People are very busy these days, rushing from one appointment to the next, fulfilling various tasks and commitments, working within a set daily framework mostly dictated by others. We move from event to event, activity to activity, person to person; an unending movement which creates a life continually filled with personal experiences. By bedtime we are barely able to recall what transpired throughout our day; we wonder where our time and energy actually went.

The people and things that take up our time seem important to us. But in truth we typically pass through these events in an endless rote passage, with only minimal actual connection. Consequently, we miss much of the real substance and purpose of these many experiences we claim to be important. Conversations are only half-heard; interactions are only half-engaged; visual sights are only half-seen; people’s lives are only half-noticed. What we think we have seen and done by day’s end reflects only a portion of what these experiences could have been.

We have a longstanding tradition of making resolutions for change for an upcoming year. Fresh commitments about how we will live, what we will newly practice, what redirections we will bring about. All made with good intention; most sadly never fulfilled. Instead of tacking a well-meaning laundry list of additional to-do’s onto our existing commitments, perhaps only one new resolution is truly needed. A resolution to add the practice of Reflection into our daily routine.

In our brief moments of separation between one activity and the next, we can pause to think about what really happened in the immediate previous experience we just had. Rather than thinking about the next upcoming task, we can think about what we potentially missed hearing from the person with whom we just spoke. We can try to determine what that person was feeling, or was really trying to tell us, or how they needed our help to accomplish a personal goal that we were too busy to hear. We can try to determine what else was going on in that place we found ourselves, worthwhile things existing beyond the quick cursory glance we gave it. Did we notice? Did we care? What was there for us to learn about others, about how the world exists and operates, about our place within these things?

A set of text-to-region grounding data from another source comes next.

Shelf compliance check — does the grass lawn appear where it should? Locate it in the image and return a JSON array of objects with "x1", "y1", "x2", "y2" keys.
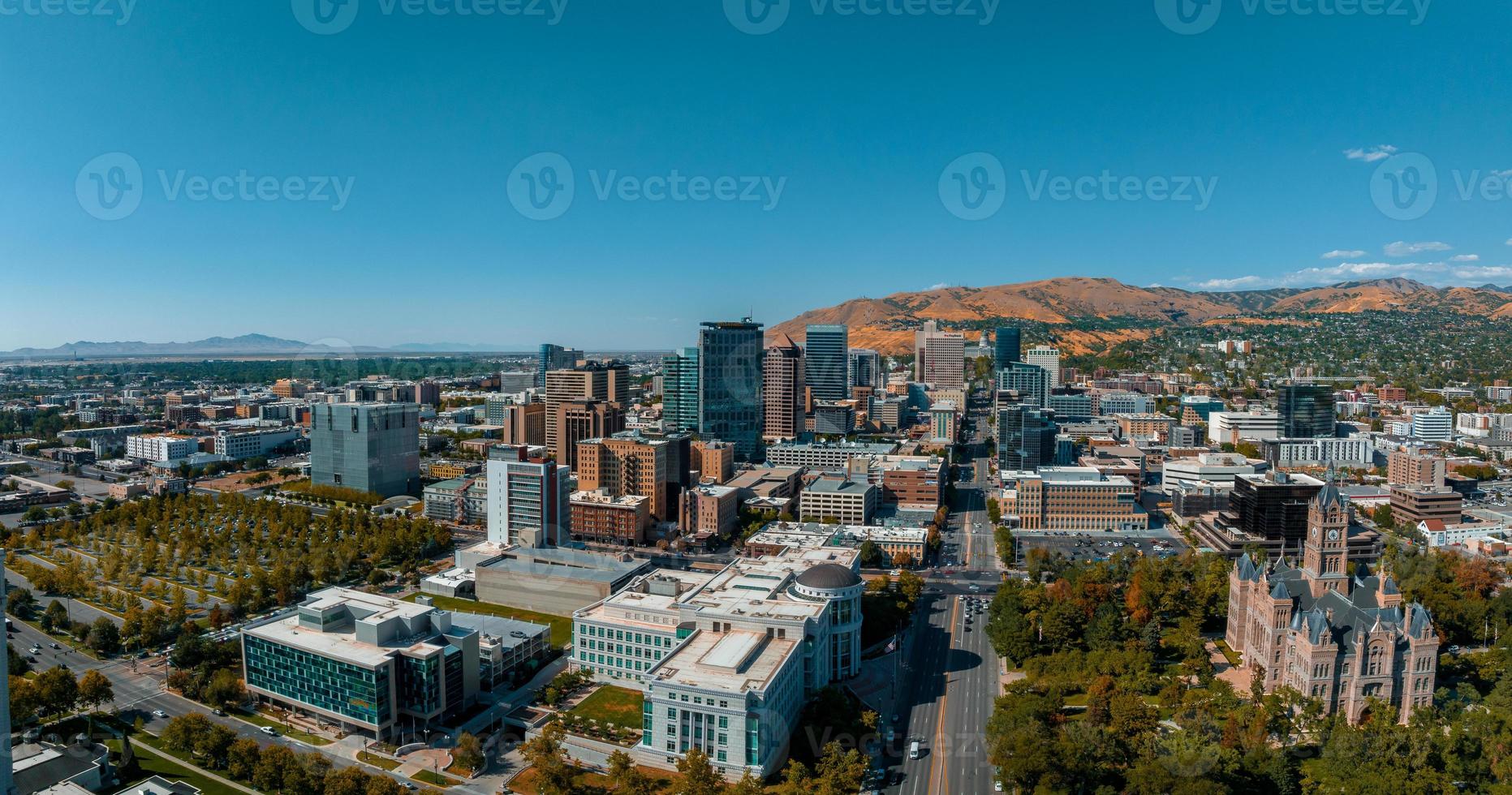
[
  {"x1": 403, "y1": 594, "x2": 568, "y2": 647},
  {"x1": 133, "y1": 751, "x2": 245, "y2": 795},
  {"x1": 568, "y1": 685, "x2": 644, "y2": 728},
  {"x1": 410, "y1": 771, "x2": 457, "y2": 788},
  {"x1": 357, "y1": 751, "x2": 399, "y2": 771},
  {"x1": 510, "y1": 765, "x2": 682, "y2": 792},
  {"x1": 228, "y1": 709, "x2": 331, "y2": 746}
]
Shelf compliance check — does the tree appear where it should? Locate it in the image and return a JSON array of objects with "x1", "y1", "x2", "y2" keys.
[
  {"x1": 452, "y1": 732, "x2": 484, "y2": 772},
  {"x1": 42, "y1": 599, "x2": 68, "y2": 632},
  {"x1": 520, "y1": 721, "x2": 571, "y2": 795},
  {"x1": 671, "y1": 746, "x2": 724, "y2": 795},
  {"x1": 84, "y1": 615, "x2": 121, "y2": 655},
  {"x1": 79, "y1": 669, "x2": 115, "y2": 707}
]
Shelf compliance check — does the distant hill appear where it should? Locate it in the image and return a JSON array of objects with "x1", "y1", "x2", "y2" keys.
[
  {"x1": 767, "y1": 277, "x2": 1512, "y2": 354},
  {"x1": 0, "y1": 334, "x2": 524, "y2": 359}
]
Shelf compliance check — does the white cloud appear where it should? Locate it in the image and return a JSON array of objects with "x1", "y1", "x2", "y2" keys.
[
  {"x1": 1344, "y1": 144, "x2": 1397, "y2": 163},
  {"x1": 1384, "y1": 240, "x2": 1454, "y2": 257}
]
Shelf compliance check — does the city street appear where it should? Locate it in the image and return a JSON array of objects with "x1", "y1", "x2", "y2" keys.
[{"x1": 885, "y1": 386, "x2": 1001, "y2": 795}]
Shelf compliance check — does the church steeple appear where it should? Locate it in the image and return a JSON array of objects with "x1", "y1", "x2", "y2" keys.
[{"x1": 1302, "y1": 467, "x2": 1349, "y2": 595}]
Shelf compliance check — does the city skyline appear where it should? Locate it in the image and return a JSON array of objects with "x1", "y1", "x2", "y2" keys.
[{"x1": 0, "y1": 3, "x2": 1512, "y2": 349}]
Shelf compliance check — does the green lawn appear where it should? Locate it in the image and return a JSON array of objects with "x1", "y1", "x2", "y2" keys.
[
  {"x1": 403, "y1": 594, "x2": 568, "y2": 647},
  {"x1": 410, "y1": 771, "x2": 457, "y2": 788},
  {"x1": 228, "y1": 709, "x2": 331, "y2": 746},
  {"x1": 133, "y1": 751, "x2": 245, "y2": 795},
  {"x1": 357, "y1": 751, "x2": 399, "y2": 771},
  {"x1": 568, "y1": 685, "x2": 643, "y2": 728}
]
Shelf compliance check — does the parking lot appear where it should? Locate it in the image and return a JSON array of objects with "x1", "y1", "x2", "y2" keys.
[{"x1": 1013, "y1": 531, "x2": 1186, "y2": 565}]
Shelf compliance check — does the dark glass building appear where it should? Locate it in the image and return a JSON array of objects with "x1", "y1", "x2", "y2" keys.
[
  {"x1": 699, "y1": 317, "x2": 768, "y2": 461},
  {"x1": 1276, "y1": 384, "x2": 1335, "y2": 438}
]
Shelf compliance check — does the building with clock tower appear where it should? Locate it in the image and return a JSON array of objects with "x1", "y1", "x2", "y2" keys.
[{"x1": 1226, "y1": 482, "x2": 1438, "y2": 723}]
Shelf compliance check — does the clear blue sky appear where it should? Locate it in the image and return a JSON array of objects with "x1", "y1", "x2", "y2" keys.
[{"x1": 0, "y1": 0, "x2": 1512, "y2": 349}]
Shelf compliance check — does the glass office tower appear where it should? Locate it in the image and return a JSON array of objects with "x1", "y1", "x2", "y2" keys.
[
  {"x1": 803, "y1": 325, "x2": 850, "y2": 401},
  {"x1": 699, "y1": 317, "x2": 768, "y2": 461}
]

We are often lost in the blur of what surrounds us, searching for big answers to large, complicated questions. Yet many of those answers we are seeking are all around us every day, yet we choose to be oblivious to them. It is not enough to just live from experience to experience; they are only a part of our Life’s story. We need to pause and reflect deeply on the large and small events that happen to us, being open to whatever thoughts arise about those experiences – even if those thoughts are unexpected or uncomfortable. We need to see how these events connect together in a multi-directional set of linkages that we have progressively created. It is only through such thoughtful reflection upon our experiences that we find the true meaning of them in our life.

We spend much of our days like a passenger sitting comfortably on a train moving at 60mph, watching as we pass by the distant landscape that is visible but separated from us. Sitting on that moving train, we exist within life, but we are not truly connected to it. Yet each experience we have has a hidden dimension, an extra meaning, contained within it. It is through the quiet act of Reflection that that hidden significance is revealed, that our life becomes fully alive and engaged, that our experiences are transformed into knowledge that can lead us into Wisdom. May commitment to Reflection be our renewed resolution each and every new year.

© 2015   Randy Bell                 www.OurSpiritualWay.blogspot.com

1 comment:

Anonymous said...

Great One, Randy! So True! I love the way you write! Your words are so thoughtful and calming! They create a visual that takes you on a spiritual journey. Great Job! Inspiring, Thought provoking and so Reflective! I am enjoying them all!! Working my way through the archives! Love it!